Los Angeles, CA U.S.A.

I’m Not a B*tch, I’m a BOSS B*tch.

From a young age, my mother would always encourage me to speak and walk with confidence. She was adamant upon this because her mother did the same for her, as did her mother before that. So naturally this is a characteristic that has been instilled in me for quite some time. They all taught me that I should have no fear when it comes to speaking up for things I both agree and disagree with. 

 That being said, If my classmates said things I didn’t agree with… I would let them know. Even if I did not agree with what certain teachers said, I’d do the same. Now I was not just going around berating people, I only spoke up for myself in situations that pertained to me. Funny enough, my nickname has been “Cookie” (short for “Tough Cookie”) for as long as I can remember. This was simply because just never had time for people’s nonsense. But once I reached middle school, suddenly everyone had time for the nonsense. 

Whenever there would be drama or gossip involving my name, I’d confront the issue head on, just as I was taught. But I soon learned that some people are put off by people’s confidence which is upsetting. For years I had learned to pride myself on my upfront and mature way of dealing with things, but others continued to tear me down because of it. 

Of course, High School is even worse. I was never the type to start any drama, but somehow my name would be in the middle of stories I had never even been a part of.

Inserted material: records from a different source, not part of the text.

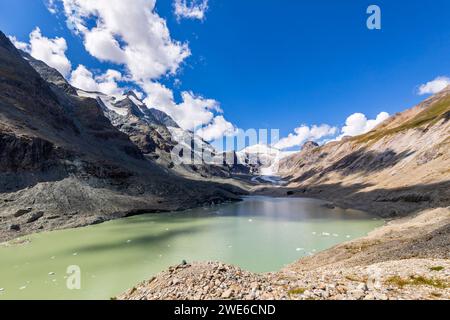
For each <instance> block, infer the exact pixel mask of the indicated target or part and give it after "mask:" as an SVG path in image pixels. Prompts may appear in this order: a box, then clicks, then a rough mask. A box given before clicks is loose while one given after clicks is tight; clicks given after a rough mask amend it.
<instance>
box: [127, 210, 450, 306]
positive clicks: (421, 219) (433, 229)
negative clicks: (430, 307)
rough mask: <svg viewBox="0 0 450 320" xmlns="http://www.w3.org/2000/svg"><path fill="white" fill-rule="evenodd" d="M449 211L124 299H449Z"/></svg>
mask: <svg viewBox="0 0 450 320" xmlns="http://www.w3.org/2000/svg"><path fill="white" fill-rule="evenodd" d="M449 235H450V208H441V209H435V210H428V211H425V212H422V213H421V214H418V215H417V216H415V217H413V218H405V219H403V220H398V221H393V222H391V223H389V224H388V225H386V226H384V227H382V228H380V229H377V230H375V231H374V232H372V233H371V234H370V235H369V236H368V237H366V238H363V239H358V240H355V241H352V242H348V243H344V244H341V245H338V246H336V247H334V248H332V249H330V250H327V251H324V252H322V253H319V254H317V255H315V256H313V257H308V258H304V259H302V260H300V261H298V262H296V263H294V264H293V265H291V266H289V267H287V268H286V269H284V270H281V271H280V272H277V273H269V274H254V273H250V272H246V271H243V270H241V269H239V268H237V267H234V266H229V265H225V264H222V263H216V262H209V263H194V264H184V265H179V266H176V267H172V268H170V269H169V270H168V271H166V272H163V273H161V274H160V275H158V276H157V277H155V278H153V279H151V280H149V281H145V282H143V283H141V284H139V285H138V286H136V287H135V288H133V289H131V290H129V291H128V292H126V293H124V294H122V295H121V296H119V297H118V298H119V299H124V300H173V299H177V300H192V299H194V300H209V299H224V300H227V299H243V300H274V299H275V300H280V299H282V300H288V299H294V300H311V299H313V300H323V299H333V300H334V299H335V300H394V299H413V300H418V299H421V300H422V299H450V236H449Z"/></svg>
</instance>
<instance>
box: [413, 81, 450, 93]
mask: <svg viewBox="0 0 450 320" xmlns="http://www.w3.org/2000/svg"><path fill="white" fill-rule="evenodd" d="M449 85H450V78H448V77H437V78H436V79H434V80H432V81H430V82H427V83H425V84H422V85H421V86H420V87H419V92H418V94H419V95H425V94H436V93H438V92H441V91H442V90H444V89H445V88H446V87H448V86H449Z"/></svg>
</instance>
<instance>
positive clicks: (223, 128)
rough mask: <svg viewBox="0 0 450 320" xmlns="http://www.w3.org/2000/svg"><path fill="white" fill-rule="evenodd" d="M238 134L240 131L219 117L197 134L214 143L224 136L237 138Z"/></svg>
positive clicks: (221, 117) (231, 124)
mask: <svg viewBox="0 0 450 320" xmlns="http://www.w3.org/2000/svg"><path fill="white" fill-rule="evenodd" d="M237 132H238V129H237V128H236V127H235V126H234V125H233V124H232V123H231V122H228V121H227V120H225V118H224V117H223V116H217V117H215V118H214V119H213V121H212V122H211V123H210V124H209V125H207V126H205V127H203V128H200V129H198V130H197V132H196V134H197V135H198V136H200V137H202V138H203V140H205V141H213V140H216V139H220V138H222V137H224V136H235V135H236V134H237Z"/></svg>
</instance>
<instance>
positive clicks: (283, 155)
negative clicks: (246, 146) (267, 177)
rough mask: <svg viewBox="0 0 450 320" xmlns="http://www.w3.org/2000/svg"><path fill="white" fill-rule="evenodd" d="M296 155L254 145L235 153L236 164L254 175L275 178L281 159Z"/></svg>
mask: <svg viewBox="0 0 450 320" xmlns="http://www.w3.org/2000/svg"><path fill="white" fill-rule="evenodd" d="M294 153H296V152H295V151H281V150H279V149H277V148H274V147H272V146H270V145H267V144H255V145H253V146H249V147H247V148H245V149H242V150H241V151H239V152H236V156H237V161H238V164H241V165H244V166H247V167H249V168H250V172H251V173H253V174H255V175H263V176H276V175H277V173H278V164H279V162H280V160H281V159H284V158H285V157H288V156H290V155H292V154H294Z"/></svg>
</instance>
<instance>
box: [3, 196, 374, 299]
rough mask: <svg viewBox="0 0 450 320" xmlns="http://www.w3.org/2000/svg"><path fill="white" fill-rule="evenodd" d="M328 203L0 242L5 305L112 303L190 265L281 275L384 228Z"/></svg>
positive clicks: (241, 204)
mask: <svg viewBox="0 0 450 320" xmlns="http://www.w3.org/2000/svg"><path fill="white" fill-rule="evenodd" d="M324 204H325V202H323V201H319V200H313V199H298V198H297V199H296V198H289V199H287V198H268V197H248V198H246V199H244V201H242V202H240V203H233V204H226V205H221V206H216V207H210V208H199V209H194V210H189V211H185V212H178V213H169V214H159V215H154V214H148V215H143V216H137V217H130V218H126V219H122V220H115V221H111V222H107V223H104V224H101V225H96V226H90V227H85V228H80V229H71V230H62V231H54V232H48V233H41V234H35V235H32V236H28V237H25V238H23V239H19V241H18V240H16V241H14V242H12V243H19V244H12V243H10V244H7V245H0V261H1V264H0V275H1V277H0V288H2V289H3V291H1V292H0V300H1V299H109V298H110V297H113V296H116V295H117V294H119V293H121V292H123V291H125V290H126V289H128V288H130V287H132V286H133V285H135V284H136V283H138V282H140V281H142V280H144V279H148V278H150V277H151V276H154V275H156V274H157V273H159V272H161V271H163V270H165V269H167V267H169V266H170V265H175V264H179V263H180V262H181V261H183V260H186V261H189V262H191V261H211V260H212V261H222V262H225V263H228V264H234V265H237V266H240V267H242V268H243V269H246V270H249V271H253V272H270V271H277V270H279V269H280V268H282V267H283V266H285V265H286V264H289V263H292V262H294V261H296V260H298V259H299V258H301V257H304V256H307V255H313V254H315V253H316V252H319V251H322V250H325V249H327V248H330V247H332V246H334V245H336V244H338V243H341V242H345V241H348V240H350V239H354V238H358V237H361V236H364V235H366V234H367V233H368V232H370V231H371V230H373V229H375V228H376V227H378V226H380V225H382V224H383V221H382V220H378V219H374V218H373V216H370V215H367V214H365V213H363V212H360V211H355V210H343V209H329V208H326V207H325V206H324ZM20 240H22V241H20ZM26 240H29V241H26ZM69 266H78V267H79V268H80V271H81V288H80V290H68V289H67V286H66V282H67V278H68V275H67V274H66V271H67V268H68V267H69Z"/></svg>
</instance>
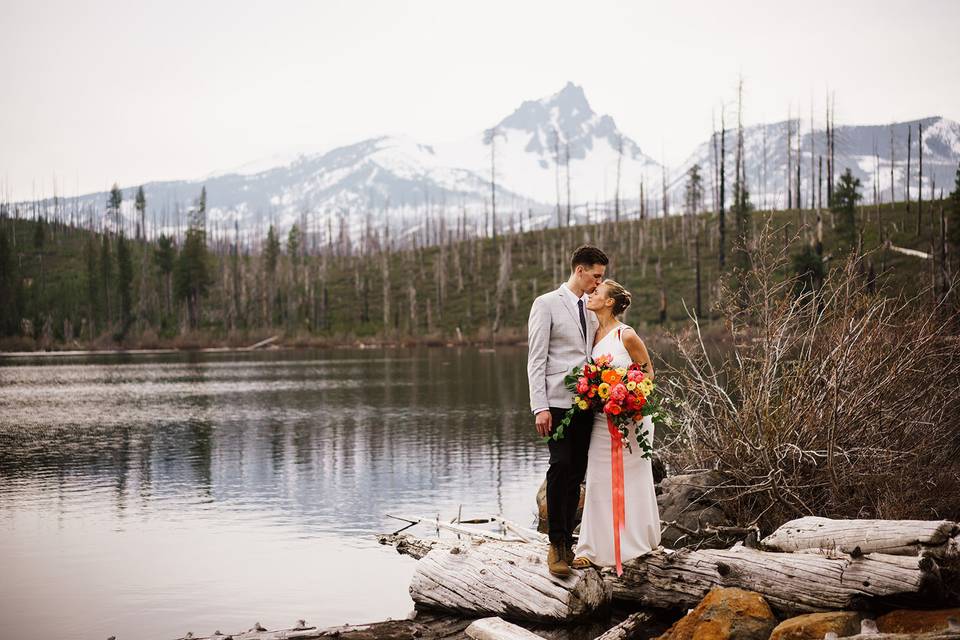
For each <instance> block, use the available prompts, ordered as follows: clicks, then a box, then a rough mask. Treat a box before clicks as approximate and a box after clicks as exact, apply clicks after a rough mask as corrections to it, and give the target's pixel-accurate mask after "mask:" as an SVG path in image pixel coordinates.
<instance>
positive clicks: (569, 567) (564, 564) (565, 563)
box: [547, 543, 570, 576]
mask: <svg viewBox="0 0 960 640" xmlns="http://www.w3.org/2000/svg"><path fill="white" fill-rule="evenodd" d="M547 569H549V570H550V573H552V574H553V575H555V576H568V575H570V565H569V564H568V563H567V558H566V553H565V549H564V546H563V545H560V544H553V543H551V544H550V550H549V551H548V552H547Z"/></svg>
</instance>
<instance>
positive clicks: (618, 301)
mask: <svg viewBox="0 0 960 640" xmlns="http://www.w3.org/2000/svg"><path fill="white" fill-rule="evenodd" d="M603 284H604V285H606V287H607V297H608V298H610V299H612V300H613V315H615V316H618V315H620V314H621V313H623V312H624V311H626V310H627V307H629V306H630V292H629V291H627V290H626V289H624V288H623V285H622V284H620V283H619V282H617V281H616V280H604V281H603Z"/></svg>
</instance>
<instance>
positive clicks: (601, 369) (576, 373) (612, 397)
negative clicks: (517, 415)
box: [546, 355, 658, 458]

All of this spurred from the insecurity of others. When you reach this age, the goal of many girls is to make other girls feel “less than”. They eventually succeeded in their goal and destroyed any confidence I had left. 

To make matters even worse, I began to reach the age where I could start dating. Already lacking confidence from the constant and petty High School Drama, my confidence was misread by any boys I was interested in. 

Even now at nearly twenty-five years of age I still have issues with this. At this point in my life I have learned how to love myself and not care what people think. However the more I do this, the smaller I see my circle get. But nevertheless If I have an issue with either with a friend or a boyfriend, I will certainly speak my mind.

Which leads me to this question… why do people fear others with confidence, especially women? I always find myself between a rock and a hard place. I do not want to settle or dim my light to make someone else’s light brighter, but I would love for my confidence to not be an issue to both friends and lovers. 

I know in terms of my career and the field I’m in, this is the way I’m supposed to be. Confident and charismatic. Because if I were to be some weak minded woman, I would constantly get stepped on. 

Its exhausting, but I still have faith things will be okay. I am proud to come from a line of independent and strong women (aka Boss B**ches) who worked hard and stayed true to themselves. I know in my heart that at the end of the day, its my happiness that matters and not anyone else’s!